Видимо, троица солдат удачи подумали о том же. Они, не сговариваясь, отсалютовали старику поднятыми на уровень плеча кулаками.

— Кружку самого лучшего вина, какое можно сыскать в этой глуши, за мой счёт, — сказал лоддер. — Позови разносчика, уважаемый.

— Успеется, — отмахнулся паромщик. — Вам тут ночевать всё равно.

— Как скажешь, — кивнул ландскнехт.

Неожиданно в разговор вмешался худощавый пран лет тридцати на вороном жеребце. Светло-русая остроконечная бородка. Подкрученные усы. Вышитая на плече дорогого, тонкосуконного плаща рубиново-красная рыбка. То ли лосось, то ли щука.

— Мне нужно во что бы то ни стало попасть на тот берег сегодня!

Он держался со смесью высокомерия и растерянности. Просить не привык — это альт Грегор понял сразу. Но и переправиться хотел как можно быстрее. Что гнало его в путь в такую непогоду? Поручение главы Дома? Военная служба? Сыновий долг или несчастная любовь? Если судить по внешности, она обманчива, пран мог быть уроженцем, как Аркайла, так и Унсалы, и Кевинала.

— Ничего не получится, прекрасный пран, — с плохо скрываемой насмешкой ответил паромщик. — В моей очереди все равны.

— Я дам двойную цену!

— Я же сказал — все равны. Здесь нет богатых и бедных, именитых и худородных. Важно только, когда ты подъехал к моей переправе.

— Ты не знаешь, с кем разговариваешь!

— Да я и знать не хочу. Не рвите сердце понапрасну. Отправляйтесь в харчевню, выпейте вина, отдохните, а утром, чуть свет, на первом же пароме…

— Я — знаменитый менестрель!

Только сейчас Ланс разглядел тонкий гриф лютни, торчащий из вьюка.

— Да хоть троюродный племянник архиепископа! — Паромщик оставался непреклонным.

— Нет, это решительно невозможно! — возмутился пран с лютней. — Я буду жаловаться!

О шпаге, висевшей на боку, он, очевидно забыл. И правильно. С ветерана битвы при Берроне сталось бы отнять у благородного забияки оружие и отшлёпать его же пониже спины плашмя.

— Да жалуйся, сколько хочешь. Подсказать, где комендант гарнизона живёт, а то к барону далеко ехать?

— Прошу прощения… — осторожно вмешался Ланс, сдерживая улыбку. — Не назовётся ли знаменитый менестрель? Возможно, мы где-то встречались?

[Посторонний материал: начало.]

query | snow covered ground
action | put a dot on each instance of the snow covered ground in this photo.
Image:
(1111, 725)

Русобородый пран повернул к альт Грегору багровое от ярости лицо. Он хватал ртом воздух, будто только что нырнул до самого дна Уна и обратно.

— Да что вам за дело?

— Как невежливо… Я хотел вам помочь.

Решение пришло быстро, как обычно в таких случаях. Ланс поражался этой особенности своего нрава, но ничего не мог поделать. Да и не пытался. Так веселее. А борются я собой пускай отшельники, умерщвляющие плоть в горах или посреди дремучего леса. Время и жизнь показали — первый порыв обычно бывает самым правильным. А если начать размышлять и рассуждать, то погрязнешь в самокопании и так и просидишь, сложа руки. Случалось, правда, что, следуя первому порыву, менестрель набивал шишки и попадал в разные переделки, из которых выпутывался с риском для жизни. Но он не жалел. Кто его знает — вдруг, прояви он осторожно, которую многие зовут разумной, вышло бы ещё хуже?

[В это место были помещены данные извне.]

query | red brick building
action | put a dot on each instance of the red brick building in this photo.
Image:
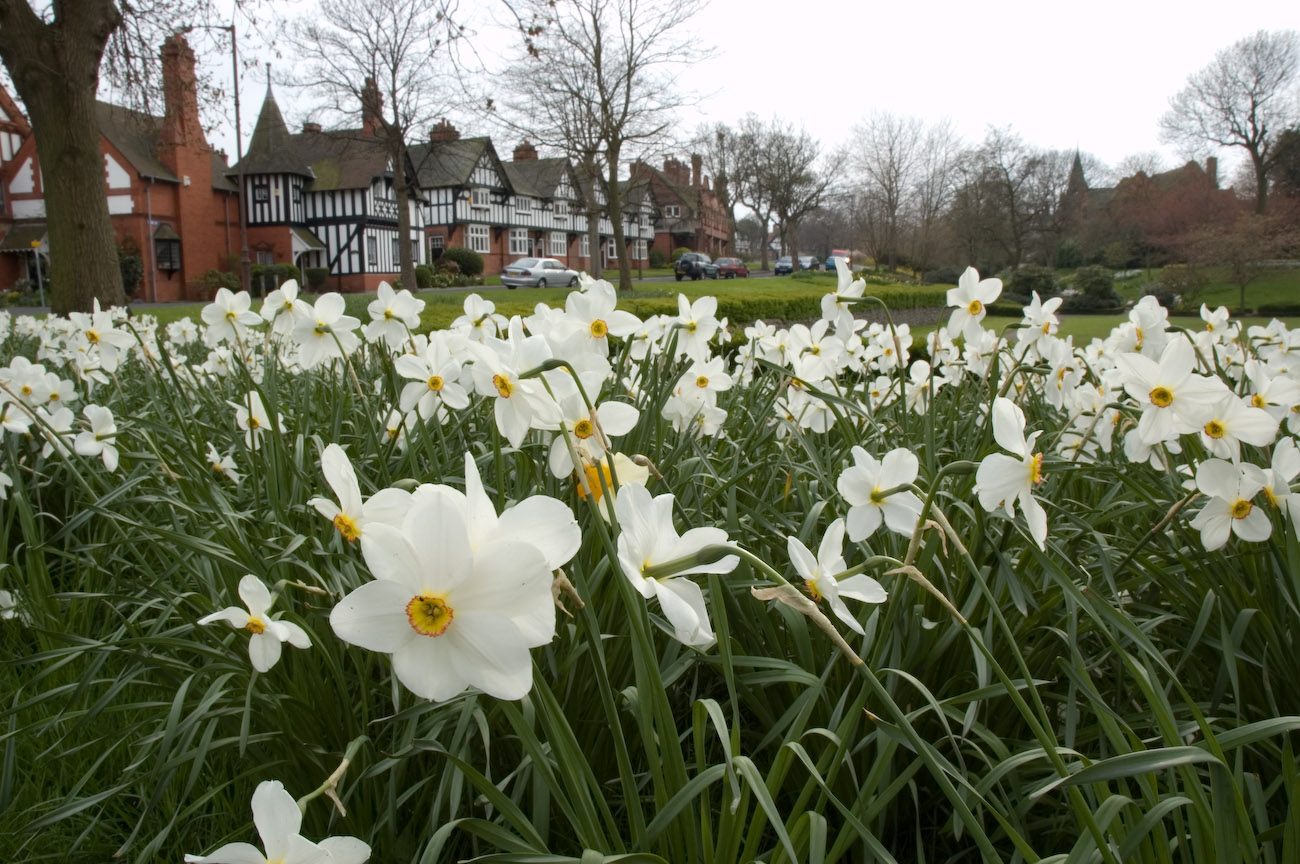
(167, 190)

Альт Грегор протянул тонкую ниточку магии и тронул струны лютни.

Инструмент отозвался, запел, заглушаемый плотной тканью мешка. Несмотря на сырость и холод, лютня держала строй.

И раз! И два! И раз! И два!

Простенькая мелодия — простонародная песенка, которую так любили в северном Аркайле, что ни одни сельские танцы не обходились без неё. «Зелёные рукава». Ланс помнил её с детства, играл множество раз. Как и песенку, которые пели танцующие крестьяне.


И пусть пройдёт полсотни лет,

Но позабуду я едва

Твои глаза, красотка Бет,

И два зелёных рукава…


Русобородый пран дёрнулся, будто ему шило воткнули в ягодицу. Глянул на лютню, потом на Ланса. Альт Грегор едва не расхохотался. Шутка удалась.

— И ещё раз прошу прощения, — сказал он, легонько кланяясь — ну, просто сама вежливость, до приторности. — Хотелось бы узнать имя знаменитого менестреля, его Дом… Может, мы встречались где-то?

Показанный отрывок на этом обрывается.